Odds are, this World Series will be done in a hurry. That’s what the analytics say. And the people counting money in Las Vegas agree.
It’s been a dozen years since betting lines have started off so lopsided. The Astros are that good, and the Nationals are that thin.
You have a team that won 107 games and is two years removed from its last World Series title playing against a team that was 12 games under .500 in May and barely survived both the wild card game and the National League Division Series.
So why risk a week’s worth of midnight bedtimes for a potential rout?
Because this matchup has the slightest whiff of history about it. It’s not just the backdrop of Washington’s 95-year quest for a World Series title, or the Nationals’ penchant for flirting with elimination or the idea of two starting pitchers potentially dominating October. It’s all those things, and more.
Here are five storylines to keep in mind as Game 1 draws nearer.
Artistry at 99 mph
Offense sells in the regular season, no doubt about that. Fans show up early to watch batting practice, not to see pitchers warming up in the bullpen.
But come October, there is something magical about two aces trading out for out, inning for inning.

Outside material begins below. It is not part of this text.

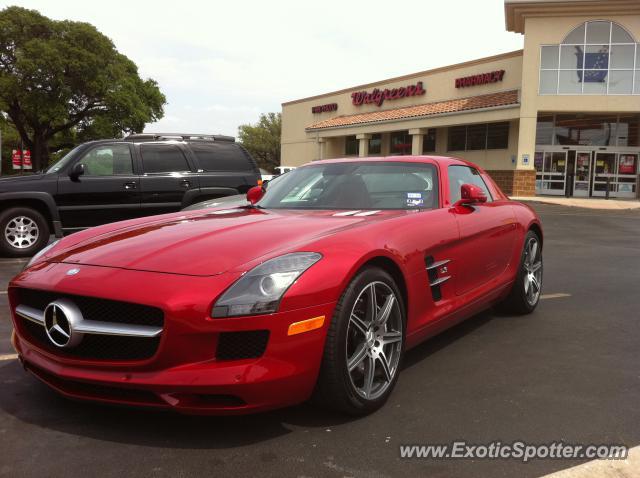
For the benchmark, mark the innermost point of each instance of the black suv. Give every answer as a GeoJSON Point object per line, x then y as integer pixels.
{"type": "Point", "coordinates": [112, 180]}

It’s John Smoltz and Jack Morris throwing matching zeroes in Game 7 of 1991. Or Don Drysdale and Dave McNally in Game 4 of “66. Or Bob Feller and Johnny Sain in Game 1 of “48.

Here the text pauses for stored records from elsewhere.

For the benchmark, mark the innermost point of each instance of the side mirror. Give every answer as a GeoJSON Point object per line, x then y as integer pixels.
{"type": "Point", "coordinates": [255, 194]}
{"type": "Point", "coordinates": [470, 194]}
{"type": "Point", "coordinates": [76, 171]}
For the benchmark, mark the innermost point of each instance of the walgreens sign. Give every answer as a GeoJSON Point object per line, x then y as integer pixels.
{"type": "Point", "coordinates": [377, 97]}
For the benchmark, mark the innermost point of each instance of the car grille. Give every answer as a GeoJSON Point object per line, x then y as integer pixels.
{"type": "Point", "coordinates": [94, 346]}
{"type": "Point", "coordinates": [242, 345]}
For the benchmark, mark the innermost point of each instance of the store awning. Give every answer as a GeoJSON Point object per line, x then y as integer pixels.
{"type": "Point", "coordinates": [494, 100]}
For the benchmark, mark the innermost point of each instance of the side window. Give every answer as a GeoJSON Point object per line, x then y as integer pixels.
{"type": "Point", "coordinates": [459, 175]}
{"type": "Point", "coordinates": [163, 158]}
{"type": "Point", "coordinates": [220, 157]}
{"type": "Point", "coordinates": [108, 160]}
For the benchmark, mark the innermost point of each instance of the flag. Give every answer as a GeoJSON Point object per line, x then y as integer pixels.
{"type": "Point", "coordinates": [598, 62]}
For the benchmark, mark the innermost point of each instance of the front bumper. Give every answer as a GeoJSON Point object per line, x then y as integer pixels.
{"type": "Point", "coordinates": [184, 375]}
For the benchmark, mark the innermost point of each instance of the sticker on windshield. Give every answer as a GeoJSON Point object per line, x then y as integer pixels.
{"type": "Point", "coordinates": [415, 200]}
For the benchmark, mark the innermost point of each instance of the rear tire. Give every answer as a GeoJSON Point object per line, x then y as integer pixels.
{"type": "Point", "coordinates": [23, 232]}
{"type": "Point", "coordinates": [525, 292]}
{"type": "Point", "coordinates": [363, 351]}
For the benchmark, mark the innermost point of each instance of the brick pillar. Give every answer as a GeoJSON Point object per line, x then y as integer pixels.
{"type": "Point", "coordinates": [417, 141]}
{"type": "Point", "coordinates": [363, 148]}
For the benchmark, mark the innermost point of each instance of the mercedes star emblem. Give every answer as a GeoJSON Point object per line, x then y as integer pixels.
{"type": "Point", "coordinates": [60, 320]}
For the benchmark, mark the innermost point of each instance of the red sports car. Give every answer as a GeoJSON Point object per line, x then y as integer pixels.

This World Series has that potential. Between them, the Astros and Nationals have six starting pitchers who had WARs (wins above replacement) of 5.0 or higher this season, according to baseballreference.com. In the last half-century, there has never been another Series with that many stars in the two rotations.
Three of the starters (Houston’s Justin Verlander and Zack Greinke, and Washington’s Max Scherzer) are likely Hall of Famers. Two others (Houston’s Gerrit Cole and Washington’s Stephen Strasburg) are former No. 1 picks with Hall of Fame potential.

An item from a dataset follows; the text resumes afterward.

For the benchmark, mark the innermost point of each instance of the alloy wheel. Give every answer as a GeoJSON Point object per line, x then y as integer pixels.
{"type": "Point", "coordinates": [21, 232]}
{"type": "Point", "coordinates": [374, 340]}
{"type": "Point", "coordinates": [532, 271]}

Manager Dave Martinez is keenly aware that Washington’s best chance is with Scherzer and Strasburg throwing as close to nonstop as possible. Between them, they’ve already accounted for nearly 47 percent of Washington’s postseason innings through 10 games. The possibility they will be coming out of the bullpen at key moments will loom over every game.
Four wins from a legacy
The Astros have put together three consecutive 100-win seasons, a feat matched by only five other franchises in baseball history.
Win this World Series, along with their 2017 title, and Houston fans can begin preparing the argument that this is one of the most dominant teams in MLB history.
On the other hand, if the Astros fall short, they’ll look suspiciously like the 1969-1971 Orioles or the 1988-90 Athletics or the Braves of the 1990s. All of those teams won one World Series title, but are better remembered for failing to win more.
An October for the ages
Time, injuries and limited attention spans have dimmed our appreciation of Jose Altuve. From 2014-17, Houston’s second baseman was as good as any player not wearing a Mike Trout jersey. He won three batting titles, led the AL in hits all four seasons and won a couple of stolen base titles for good measure.
It’s not like the world soured on Altuve, but his numbers dipped the past two seasons and teammates such as George Springer, Alex Bregman and Yordan Alvarez began grabbing more of the headlines in Houston.
The last two weeks have changed all of that.
Cole has probably been Houston’s most important player in the postseason, but Altuve has reminded the rest of the world that he’s still in his prime. In the divisional and league championship series, Altuve has hit .349 with five home runs in 11 games, including a walk-off shot to win the pennant against the Yankees.
The greatest players always give us moments that live forever. This postseason feels like Altuve’s time.
Introductions are in order
The list of players who have hit more than 50 homers and drawn more than 150 walks before their 21st birthday is interesting.
Hall of Famer Mel Ott was the first one. And for the next 90 years, he was also the only one.
Until Juan Soto.
Washington’s left fielder, who turns 21 on Friday, has not gotten the kind of attention Aaron Judge has in New York or Ronald Acuna in Atlanta, but he’s shown a combination of power and patience that is practically unprecedented at this age.
Soto is also a bit of a flake, challenging pitchers with his antics in the batter’s box. Love him or hate him, he is impossible to ignore when he has a bat in his hands.
Something to think about in Tampa Bay
The ultimate test of a fan’s love:
Can you cheer for your team in another city?
That’s the question fans in Montreal will have to ask themselves tonight. The Expos left Montreal after the 2004 season to become the Nationals, the only franchise relocation Major League Baseball has seen in the last 45 years.
The answer seems to be:
While Montreal is eager to reacquaint itself with baseball through a partnership with the Rays, the city has never seemed to embrace the Nationals as a part of the city’s heritage. Part of that was the disgust over the way ownership allowed the franchise to wither during its final years in Montreal. Part of it was Washington’s utter lack of respect for the team’s history. The Expos had retired the jerseys of three players; Washington had used all three numbers by its second season.
Maybe there’s some lingering bitterness in Montreal. Maybe it’s simply apathy after moving on.
And maybe, one day, Tampa Bay will be able to relate.